I will most likely be getting a marble pair from yvonne chaban for 10$! THey are good quality, but she stopped working with marbles so they are cheap. They are fairly young to. I will get them on jan. 15. They are HMPK's!
Pics soon!


----------



## MrVampire181 (May 12, 2009)

You lucky booger.


----------



## shinybetta (Jul 3, 2010)

I'm picking them at the Golden State betta's meeting at Karen McAuley's house!


----------



## MrVampire181 (May 12, 2009)

Again you lucky booger! I'm picking up some fish from Linda Olson again soon...importing is easier for me than ordering through American breeders.


----------



## shinybetta (Jul 3, 2010)

Yah, I like living near breeders. It is better than shipping! Hope you get nice fish!:-D


----------



## MrVampire181 (May 12, 2009)

I'm getting brothers to fish that died here...wish I wouldn't need to get replacement fish but it happens.

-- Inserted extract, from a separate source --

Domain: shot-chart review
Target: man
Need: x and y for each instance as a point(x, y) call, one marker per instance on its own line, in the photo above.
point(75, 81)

I live near 2 judges and a breeder...


----------



## bettalover2033 (Feb 17, 2010)

MrVampire181 said:


> I live near 2 judges and a breeder...


Talk about lucky booger! lol your the luckiest!


shinybetta said:


> I will most likely be getting a marble pair from yvonne chaban for 10$! THey are good quality, but she stopped working with marbles so they are cheap. They are fairly young to. I will get them on jan. 15. They are HMPK's!
> Pics soon!


Hey if you breed them, i would be interested in some fry.


----------



## shinybetta (Jul 3, 2010)

I will sell them to you. I plan on breeding them. I can't wait for pics.


----------



## bettalover2033 (Feb 17, 2010)

shinybetta said:


> I will sell them to you. I plan on breeding them. I can't wait for pics.


Okay sounds good!! I cant wait for pics!


----------



## Miharu (Dec 6, 2010)

Yay!! Congrats!! Can't wait to see pictures!!


----------



## bettalover2033 (Feb 17, 2010)

Can you at least explain their features?


----------



## shinybetta (Jul 3, 2010)

Well, I don't know anything about them. I will post pics when I get them. After I see the pics I will decide to buy or not buy. But yvonne said they were good quality.


----------